Regular expression functions (deprecated Data Management variant)
Overview
These functions have been retained for backwards compatibility, but you should use the newer equivalents prefixed with Regex instead. See About regular expressions (Data Management variant) for more information on the Data Management variant regular expression language.
RegularExprMatch
This function has been deprecated. You should use RegexMatch instead.
Returns a Boolean value, which is True if text matches the given regular expression, and False otherwise.
Syntax
RegularExprMatch( text, regexp )
The RegularExprMatch function syntax has the following arguments:
Part | Description |
---|---|
text | Required. Any expression that produces a text result. |
regexp | Required. A literal string containing a regular expression. |
Remarks
The function RegularExprMatch performs a similar function to the "regexp" library found on Linux and UNIX systems. It tests whether a string matches a given regular expression or not.
Note that the regular expression syntax used by this function and related functions is slightly different from that used by UNIX systems. See Regular expression syntax for details.
Examples
Matching a Social Security Number:
RegularExprMatch("123-45-6789", "d{3} '-' d{2} '-' d{4}" )
returns True.
Ensuring that a string contains only lowercase characters and spaces:
RegularExprMatch("Now is the time", "['a'-'z' ' ']*")
returns False.RegularExprMatch("1am is the time", "['a'-'z' ' ']*")

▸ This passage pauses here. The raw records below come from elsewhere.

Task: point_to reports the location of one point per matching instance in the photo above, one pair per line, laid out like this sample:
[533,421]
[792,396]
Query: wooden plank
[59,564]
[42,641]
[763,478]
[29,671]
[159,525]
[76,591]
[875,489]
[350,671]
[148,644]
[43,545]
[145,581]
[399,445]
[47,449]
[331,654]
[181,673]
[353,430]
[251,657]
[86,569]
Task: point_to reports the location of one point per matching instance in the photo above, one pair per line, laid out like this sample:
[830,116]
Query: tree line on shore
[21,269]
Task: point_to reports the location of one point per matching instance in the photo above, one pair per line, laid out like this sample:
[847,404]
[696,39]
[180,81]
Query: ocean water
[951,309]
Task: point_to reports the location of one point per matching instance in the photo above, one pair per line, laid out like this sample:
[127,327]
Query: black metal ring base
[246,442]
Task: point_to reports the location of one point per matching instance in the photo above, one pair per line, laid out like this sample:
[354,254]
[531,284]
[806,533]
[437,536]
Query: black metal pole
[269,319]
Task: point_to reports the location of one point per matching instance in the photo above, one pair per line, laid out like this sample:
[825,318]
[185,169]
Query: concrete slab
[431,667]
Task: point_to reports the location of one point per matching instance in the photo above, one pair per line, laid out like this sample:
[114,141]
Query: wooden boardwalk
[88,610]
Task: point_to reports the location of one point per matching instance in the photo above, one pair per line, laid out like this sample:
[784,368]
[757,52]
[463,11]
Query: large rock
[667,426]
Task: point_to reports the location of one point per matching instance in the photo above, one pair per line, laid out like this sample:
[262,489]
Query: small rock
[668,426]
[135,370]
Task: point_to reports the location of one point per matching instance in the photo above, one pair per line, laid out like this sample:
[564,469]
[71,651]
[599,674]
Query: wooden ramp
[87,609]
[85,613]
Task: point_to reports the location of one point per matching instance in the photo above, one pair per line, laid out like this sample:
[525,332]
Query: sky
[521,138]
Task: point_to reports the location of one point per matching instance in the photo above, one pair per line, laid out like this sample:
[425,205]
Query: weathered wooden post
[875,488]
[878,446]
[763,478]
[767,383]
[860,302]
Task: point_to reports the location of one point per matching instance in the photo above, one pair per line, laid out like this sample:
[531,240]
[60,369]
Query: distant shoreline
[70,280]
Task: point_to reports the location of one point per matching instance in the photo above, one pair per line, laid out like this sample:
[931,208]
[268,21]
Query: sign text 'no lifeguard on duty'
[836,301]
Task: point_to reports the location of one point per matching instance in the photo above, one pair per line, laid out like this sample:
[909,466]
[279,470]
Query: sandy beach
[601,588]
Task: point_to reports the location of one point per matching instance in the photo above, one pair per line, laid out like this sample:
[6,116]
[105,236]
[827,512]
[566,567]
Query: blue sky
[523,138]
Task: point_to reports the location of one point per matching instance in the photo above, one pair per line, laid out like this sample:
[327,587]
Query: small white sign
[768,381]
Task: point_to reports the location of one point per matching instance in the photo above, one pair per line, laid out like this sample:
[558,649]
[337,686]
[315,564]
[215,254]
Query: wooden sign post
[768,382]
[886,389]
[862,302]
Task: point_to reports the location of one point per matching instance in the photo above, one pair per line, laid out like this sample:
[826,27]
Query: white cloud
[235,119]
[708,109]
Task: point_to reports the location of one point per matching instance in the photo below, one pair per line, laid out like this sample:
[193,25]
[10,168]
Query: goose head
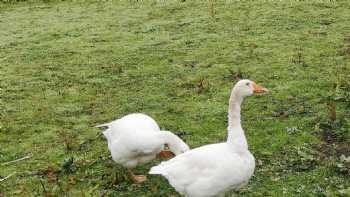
[246,87]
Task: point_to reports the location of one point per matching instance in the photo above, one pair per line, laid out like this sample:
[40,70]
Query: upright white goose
[213,169]
[136,139]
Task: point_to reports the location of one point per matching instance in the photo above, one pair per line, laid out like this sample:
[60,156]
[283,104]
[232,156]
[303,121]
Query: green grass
[67,66]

returns False.RegularExprMatch("now is the time", "['a'-'z' ' ']*")
returns True.
Is a string enclosed in parentheses?
RegularExprMatch("(now is the time)", " '(' .* ')' " )
returns True.
Because the regular expression is surrounded by double-quotes when passed to this function, you must escape any double-quotes that are part of the regular expression by preceding them with the \ character. For example, to see if the field NAME is a quoted string, use the following expression: RegularExprMatch(NAME, " '\"' .+ '\"' ")
.
Taking this somewhat complex string apart, the outermost double-quotes enclose the regexp argument. Inside, the single-quotes designate a single character to be matched. That character is a double-quote, and thus is preceded by a \ to distinguish it from the double-quote that marks the end of the string.
See also:
RegularExprExtract
This function has been deprecated. You should use RegexExtractAll or RegexExtractFirst instead.

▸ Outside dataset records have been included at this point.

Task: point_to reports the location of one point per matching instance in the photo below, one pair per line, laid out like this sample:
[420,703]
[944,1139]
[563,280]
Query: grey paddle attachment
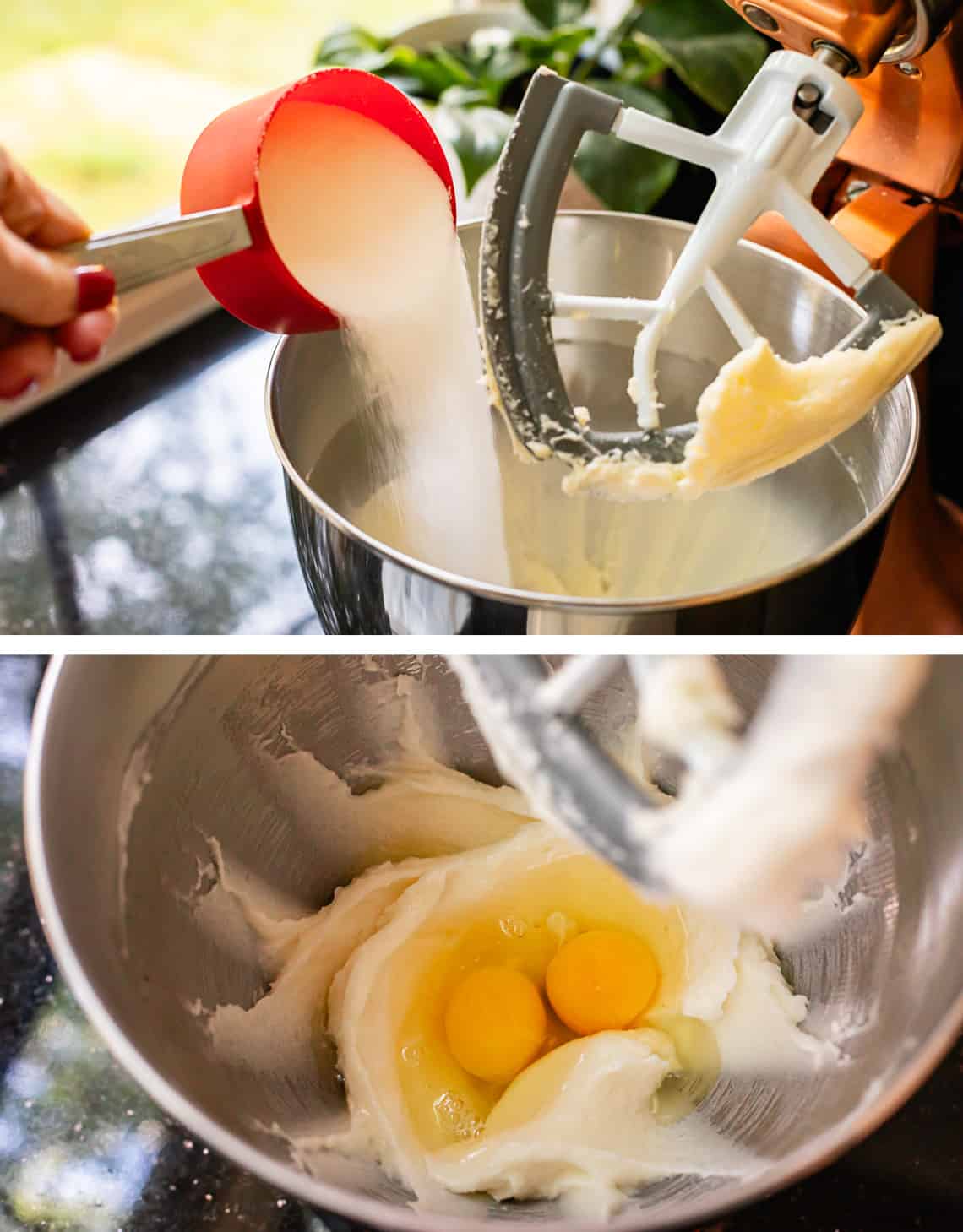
[539,741]
[517,303]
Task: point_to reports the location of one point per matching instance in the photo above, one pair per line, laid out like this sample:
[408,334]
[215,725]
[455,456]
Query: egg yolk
[602,981]
[495,1023]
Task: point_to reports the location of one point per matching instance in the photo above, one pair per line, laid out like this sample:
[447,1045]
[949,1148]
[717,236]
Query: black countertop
[150,499]
[83,1148]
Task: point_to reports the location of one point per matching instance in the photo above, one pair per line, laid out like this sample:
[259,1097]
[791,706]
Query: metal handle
[145,254]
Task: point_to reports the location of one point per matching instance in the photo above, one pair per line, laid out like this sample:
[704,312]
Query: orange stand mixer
[804,163]
[894,193]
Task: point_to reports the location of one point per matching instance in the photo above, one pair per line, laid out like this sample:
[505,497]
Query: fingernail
[95,289]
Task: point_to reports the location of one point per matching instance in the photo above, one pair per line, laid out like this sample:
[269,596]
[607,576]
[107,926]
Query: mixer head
[764,813]
[769,155]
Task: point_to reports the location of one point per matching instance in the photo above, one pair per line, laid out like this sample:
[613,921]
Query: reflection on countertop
[83,1148]
[150,502]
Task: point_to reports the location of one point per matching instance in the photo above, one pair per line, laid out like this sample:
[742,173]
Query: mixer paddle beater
[769,155]
[762,816]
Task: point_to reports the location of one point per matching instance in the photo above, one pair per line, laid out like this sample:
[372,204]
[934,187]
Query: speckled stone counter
[150,501]
[83,1148]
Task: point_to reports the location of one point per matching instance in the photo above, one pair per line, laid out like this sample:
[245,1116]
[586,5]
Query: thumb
[42,289]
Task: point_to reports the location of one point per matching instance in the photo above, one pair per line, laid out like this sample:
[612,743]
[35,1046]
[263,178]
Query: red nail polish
[21,391]
[95,289]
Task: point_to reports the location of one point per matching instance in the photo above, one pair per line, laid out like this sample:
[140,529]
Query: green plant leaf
[477,134]
[566,41]
[555,13]
[465,96]
[504,67]
[345,45]
[622,175]
[708,45]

Returns a Text value, which contains sub-parts extracted from text if it matches the given regular expression, and an empty string otherwise.
Syntax
RegularExprExtract( text, regexp )
The RegularExprExtract function syntax has the following arguments:
Part | Description |
text | Required. Any expression that produces a text result. |
regexp | Required. A literal string containing a regular expression, including "actions" to extract text from the string. |
Remarks
The function RegularExprExtract tests whether a string matches a given regular expression or not, and if so, extracts sub-parts of the string. It is similar to functions in the "regexp" library found on Linux and UNIX systems.

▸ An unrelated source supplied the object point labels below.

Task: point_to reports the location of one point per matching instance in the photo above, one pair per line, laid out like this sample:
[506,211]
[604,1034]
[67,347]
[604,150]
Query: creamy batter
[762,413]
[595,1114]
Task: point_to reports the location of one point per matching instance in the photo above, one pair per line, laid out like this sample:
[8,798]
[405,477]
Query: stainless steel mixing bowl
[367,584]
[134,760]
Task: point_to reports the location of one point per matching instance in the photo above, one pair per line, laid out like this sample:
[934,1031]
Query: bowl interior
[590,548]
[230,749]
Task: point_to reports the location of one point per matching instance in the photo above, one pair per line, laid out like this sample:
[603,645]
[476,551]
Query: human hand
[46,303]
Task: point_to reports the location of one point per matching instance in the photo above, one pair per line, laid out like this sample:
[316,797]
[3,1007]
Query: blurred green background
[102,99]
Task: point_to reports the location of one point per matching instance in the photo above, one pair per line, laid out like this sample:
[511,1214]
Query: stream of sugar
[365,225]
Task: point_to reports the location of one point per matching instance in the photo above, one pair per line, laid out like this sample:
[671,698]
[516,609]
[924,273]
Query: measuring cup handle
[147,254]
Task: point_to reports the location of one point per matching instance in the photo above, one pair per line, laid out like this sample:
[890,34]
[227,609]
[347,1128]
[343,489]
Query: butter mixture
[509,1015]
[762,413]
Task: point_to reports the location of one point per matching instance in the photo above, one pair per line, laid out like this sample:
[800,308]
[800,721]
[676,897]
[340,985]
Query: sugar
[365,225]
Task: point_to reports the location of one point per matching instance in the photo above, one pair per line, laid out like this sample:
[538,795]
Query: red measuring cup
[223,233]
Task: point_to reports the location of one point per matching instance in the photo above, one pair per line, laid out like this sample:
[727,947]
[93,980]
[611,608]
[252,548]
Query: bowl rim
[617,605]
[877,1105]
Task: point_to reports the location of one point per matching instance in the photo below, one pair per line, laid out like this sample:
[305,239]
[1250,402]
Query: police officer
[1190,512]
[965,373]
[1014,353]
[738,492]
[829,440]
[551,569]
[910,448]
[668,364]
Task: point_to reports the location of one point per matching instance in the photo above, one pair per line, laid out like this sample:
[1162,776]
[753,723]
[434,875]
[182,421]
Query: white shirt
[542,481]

Note that the regular expression syntax used by this function and related functions is slightly different from that used by UNIX systems. In particular, the syntax used by Data Management allows for much more precise specification of which parts of a string are to be extracted. Note especially the = sign used to denote the action of extracting a sub-part See Regular expression syntax for details.
Examples
Matching a Social Security Number and extracting the middle digits:
RegularExprExtract("123-45-6789","d{3} '-' =d{2} '-' d{4}")
returns "45".
Extracting the first sequence of digits from a string:
RegularExprExtract("'69 Chevy, $1000 obo","[^'0'-'9']* =d+ .*")
returns "69".
Extracting the text between parentheses:
RegularExprExtract("303-5555-1212 (ext 234)", "[^'(']* '(' =[^')']+ ')' .* ")
returns "ext 234".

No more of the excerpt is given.